Sandhill cranes. Image by Ettrujillo2 from Pixabay
Republicans in the Wisconsin Legislature, with the support of the lobbying group Hunter Nation, released a slate of 13 bills on Wednesday that aim to expand hunting in Wisconsin and weaken the power of the Department of Natural Resources (DNR).
The bills aim to expand opportunities for Wisconsinites to hunt and fish different animals while curtailing the control the DNR has over conservation policy in the state. All summer, Republican lawmakers and Hunter Nation have been engaged in a coordinated effort to undermine the DNR’s efforts under Gov. Tony Evers and Secretary Preston Cole to move the department in a more environmentally conscious direction.
The bills will allow the hunting of sandhill cranes and farm-raised bovidae — hooved animals such as bison, sheep and antelopes — as well as changing the hunting seasons for wild turkeys and stocking more pheasants to be hunted. The bills would also increase the amount of fish that are stocked in public and private waterways across the state.
Other bills will affect how the DNR can regulate hunting in the state.
One bill, sponsored by Sen. Duey Stroebel (R-Saukville) and Rep. Calvin Callahan (R-Tomahawk), will require the DNR to eliminate three hunting rules every time it tries to create a new one. Current hunting rules set seasons, size limits and other conditions for allowing hunting while conserving animal populations. Another bill, sponsored by Sen. Howard Marklein (R-Spring Green) and Rep. Alex Dallman (R-Green Lake), would require the DNR to consolidate or eliminate some of the licenses it requires for hunting and fishing certain species.
The slate of bills also includes a proposal to scale back regulations over where and when people can carry weapons in Wisconsin. The bill would allow people to carry a concealed weapon without being issued a concealed carry license by the Wisconsin Department of Justice or a law enforcement identification card. It also eliminates a law that prevents people from carrying firearms, crossbows or other weapons while riding all-terrain vehicles and prevents local governments from prohibiting weapons on mass transit.
Republican lawmakers in the Senate and Hunter Nation have been working together to retain a Republican majority on the Natural Resources Board — the body that sets policy for the DNR. An appointee of former Gov. Scott Walker has refused to step down from his seat even though his term expired May 1 and his replacement has been nominated by Evers.

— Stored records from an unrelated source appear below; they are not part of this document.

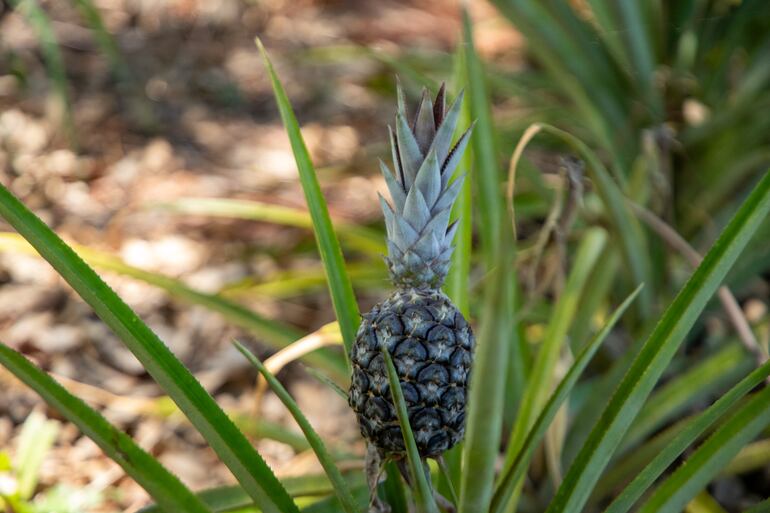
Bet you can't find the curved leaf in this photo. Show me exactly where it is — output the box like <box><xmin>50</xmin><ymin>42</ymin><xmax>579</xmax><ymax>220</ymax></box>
<box><xmin>0</xmin><ymin>343</ymin><xmax>211</xmax><ymax>513</ymax></box>
<box><xmin>0</xmin><ymin>181</ymin><xmax>298</xmax><ymax>513</ymax></box>
<box><xmin>547</xmin><ymin>169</ymin><xmax>770</xmax><ymax>513</ymax></box>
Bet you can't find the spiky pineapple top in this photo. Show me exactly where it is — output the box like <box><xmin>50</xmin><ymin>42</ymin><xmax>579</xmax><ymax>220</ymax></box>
<box><xmin>380</xmin><ymin>85</ymin><xmax>471</xmax><ymax>289</ymax></box>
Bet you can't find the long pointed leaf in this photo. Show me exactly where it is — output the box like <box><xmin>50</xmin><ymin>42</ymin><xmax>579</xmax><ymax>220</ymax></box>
<box><xmin>0</xmin><ymin>185</ymin><xmax>297</xmax><ymax>513</ymax></box>
<box><xmin>639</xmin><ymin>387</ymin><xmax>770</xmax><ymax>513</ymax></box>
<box><xmin>234</xmin><ymin>341</ymin><xmax>357</xmax><ymax>513</ymax></box>
<box><xmin>605</xmin><ymin>348</ymin><xmax>770</xmax><ymax>513</ymax></box>
<box><xmin>0</xmin><ymin>232</ymin><xmax>349</xmax><ymax>382</ymax></box>
<box><xmin>0</xmin><ymin>343</ymin><xmax>211</xmax><ymax>513</ymax></box>
<box><xmin>257</xmin><ymin>39</ymin><xmax>361</xmax><ymax>355</ymax></box>
<box><xmin>458</xmin><ymin>223</ymin><xmax>515</xmax><ymax>513</ymax></box>
<box><xmin>547</xmin><ymin>169</ymin><xmax>770</xmax><ymax>513</ymax></box>
<box><xmin>490</xmin><ymin>285</ymin><xmax>643</xmax><ymax>512</ymax></box>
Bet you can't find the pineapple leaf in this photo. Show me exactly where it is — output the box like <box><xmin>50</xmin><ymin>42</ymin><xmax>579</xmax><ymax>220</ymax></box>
<box><xmin>233</xmin><ymin>340</ymin><xmax>358</xmax><ymax>513</ymax></box>
<box><xmin>413</xmin><ymin>89</ymin><xmax>436</xmax><ymax>155</ymax></box>
<box><xmin>414</xmin><ymin>151</ymin><xmax>441</xmax><ymax>211</ymax></box>
<box><xmin>0</xmin><ymin>343</ymin><xmax>211</xmax><ymax>513</ymax></box>
<box><xmin>257</xmin><ymin>39</ymin><xmax>361</xmax><ymax>355</ymax></box>
<box><xmin>639</xmin><ymin>387</ymin><xmax>770</xmax><ymax>513</ymax></box>
<box><xmin>0</xmin><ymin>175</ymin><xmax>299</xmax><ymax>513</ymax></box>
<box><xmin>430</xmin><ymin>91</ymin><xmax>465</xmax><ymax>164</ymax></box>
<box><xmin>547</xmin><ymin>172</ymin><xmax>770</xmax><ymax>513</ymax></box>
<box><xmin>490</xmin><ymin>285</ymin><xmax>644</xmax><ymax>513</ymax></box>
<box><xmin>605</xmin><ymin>350</ymin><xmax>770</xmax><ymax>513</ymax></box>
<box><xmin>441</xmin><ymin>121</ymin><xmax>476</xmax><ymax>190</ymax></box>
<box><xmin>396</xmin><ymin>112</ymin><xmax>423</xmax><ymax>190</ymax></box>
<box><xmin>380</xmin><ymin>160</ymin><xmax>406</xmax><ymax>213</ymax></box>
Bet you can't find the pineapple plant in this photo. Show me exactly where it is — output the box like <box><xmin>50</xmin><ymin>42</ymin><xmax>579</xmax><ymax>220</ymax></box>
<box><xmin>348</xmin><ymin>86</ymin><xmax>474</xmax><ymax>459</ymax></box>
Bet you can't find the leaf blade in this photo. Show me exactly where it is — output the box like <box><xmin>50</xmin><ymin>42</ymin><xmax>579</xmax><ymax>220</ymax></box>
<box><xmin>0</xmin><ymin>343</ymin><xmax>211</xmax><ymax>513</ymax></box>
<box><xmin>257</xmin><ymin>38</ymin><xmax>361</xmax><ymax>355</ymax></box>
<box><xmin>233</xmin><ymin>341</ymin><xmax>357</xmax><ymax>513</ymax></box>
<box><xmin>0</xmin><ymin>185</ymin><xmax>298</xmax><ymax>513</ymax></box>
<box><xmin>547</xmin><ymin>172</ymin><xmax>770</xmax><ymax>513</ymax></box>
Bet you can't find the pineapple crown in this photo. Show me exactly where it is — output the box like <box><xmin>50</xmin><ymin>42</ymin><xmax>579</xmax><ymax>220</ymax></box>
<box><xmin>380</xmin><ymin>80</ymin><xmax>473</xmax><ymax>289</ymax></box>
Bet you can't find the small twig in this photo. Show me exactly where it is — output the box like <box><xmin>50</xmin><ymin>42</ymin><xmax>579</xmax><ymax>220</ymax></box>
<box><xmin>254</xmin><ymin>322</ymin><xmax>342</xmax><ymax>415</ymax></box>
<box><xmin>628</xmin><ymin>200</ymin><xmax>770</xmax><ymax>365</ymax></box>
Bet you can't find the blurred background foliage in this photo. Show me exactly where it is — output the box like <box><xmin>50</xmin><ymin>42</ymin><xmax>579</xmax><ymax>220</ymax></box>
<box><xmin>0</xmin><ymin>0</ymin><xmax>770</xmax><ymax>511</ymax></box>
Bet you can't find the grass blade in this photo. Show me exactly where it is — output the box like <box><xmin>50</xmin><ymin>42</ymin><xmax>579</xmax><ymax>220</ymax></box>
<box><xmin>504</xmin><ymin>228</ymin><xmax>607</xmax><ymax>484</ymax></box>
<box><xmin>0</xmin><ymin>233</ymin><xmax>349</xmax><ymax>383</ymax></box>
<box><xmin>233</xmin><ymin>341</ymin><xmax>357</xmax><ymax>513</ymax></box>
<box><xmin>463</xmin><ymin>10</ymin><xmax>502</xmax><ymax>270</ymax></box>
<box><xmin>639</xmin><ymin>387</ymin><xmax>770</xmax><ymax>513</ymax></box>
<box><xmin>257</xmin><ymin>39</ymin><xmax>361</xmax><ymax>356</ymax></box>
<box><xmin>14</xmin><ymin>411</ymin><xmax>60</xmax><ymax>500</ymax></box>
<box><xmin>382</xmin><ymin>347</ymin><xmax>438</xmax><ymax>513</ymax></box>
<box><xmin>547</xmin><ymin>169</ymin><xmax>770</xmax><ymax>513</ymax></box>
<box><xmin>138</xmin><ymin>472</ymin><xmax>365</xmax><ymax>513</ymax></box>
<box><xmin>490</xmin><ymin>285</ymin><xmax>643</xmax><ymax>512</ymax></box>
<box><xmin>382</xmin><ymin>461</ymin><xmax>409</xmax><ymax>513</ymax></box>
<box><xmin>618</xmin><ymin>344</ymin><xmax>753</xmax><ymax>452</ymax></box>
<box><xmin>508</xmin><ymin>123</ymin><xmax>654</xmax><ymax>319</ymax></box>
<box><xmin>0</xmin><ymin>343</ymin><xmax>211</xmax><ymax>513</ymax></box>
<box><xmin>458</xmin><ymin>228</ymin><xmax>515</xmax><ymax>513</ymax></box>
<box><xmin>0</xmin><ymin>182</ymin><xmax>297</xmax><ymax>513</ymax></box>
<box><xmin>10</xmin><ymin>0</ymin><xmax>78</xmax><ymax>148</ymax></box>
<box><xmin>605</xmin><ymin>352</ymin><xmax>770</xmax><ymax>513</ymax></box>
<box><xmin>159</xmin><ymin>198</ymin><xmax>387</xmax><ymax>255</ymax></box>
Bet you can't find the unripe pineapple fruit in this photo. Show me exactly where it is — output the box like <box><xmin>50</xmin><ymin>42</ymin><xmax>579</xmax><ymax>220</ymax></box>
<box><xmin>348</xmin><ymin>86</ymin><xmax>474</xmax><ymax>457</ymax></box>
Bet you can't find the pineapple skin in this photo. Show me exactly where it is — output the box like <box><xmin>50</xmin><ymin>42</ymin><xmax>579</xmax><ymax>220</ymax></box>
<box><xmin>348</xmin><ymin>288</ymin><xmax>474</xmax><ymax>459</ymax></box>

A lobbyist for Hunter Nation has been working with the board member, Wausau dentist Frederick Prehn, encouraging him to resist political pressure to step aside while the lobbying group and Republican lawmakers attempted to intervene in a lawsuit that aimed to remove Prehn. Republican leaders in the Senate have refused to hold a confirmation hearing for Prehn’s replacement.
While conservation policies in areas as varied as logging and chemical regulation are contentious in Wisconsin, nothing is more polarizing than the fight over wolf hunting in the state. A Wisconsin state law requires a wolf hunt to be held whenever the animal isn’t listed as endangered by the federal government. In 2020 the wolf was delisted by the administration of President Donald Trump. Since then, environmental activists have clashed with hunters and some residents in Northern Wisconsin over the ability to hunt wolves in Wisconsin, with the DNR often moving to limit when and how many wolves can be hunted.
Hunter Nation has been a prominent part of the push for more wolf hunting in the state and the political fight over the issue is central to the release of these bills, according to a release.
“Governor Evers and his DNR haven’t shown good leadership in any aspect for Wisconsin outdoorsmen and women,” Sen. Rob Stafsholt (R-New Richmond) said in a statement. “Over and over again, the DNR has made it clear that they won’t listen to rural Wisconsin citizens’ concerns, so we’re taking a stand with this legislative package. We’re telling hunters, anglers, trappers, and gun owners that we’ve got their backs and we’re defending our rights for transparency, simplified regulations, and improved access to our state’s natural resources.”
The bills in what Republicans are calling the “Wisconsin Sporting Freedom Package” have begun to be circulated for co-sponsorship.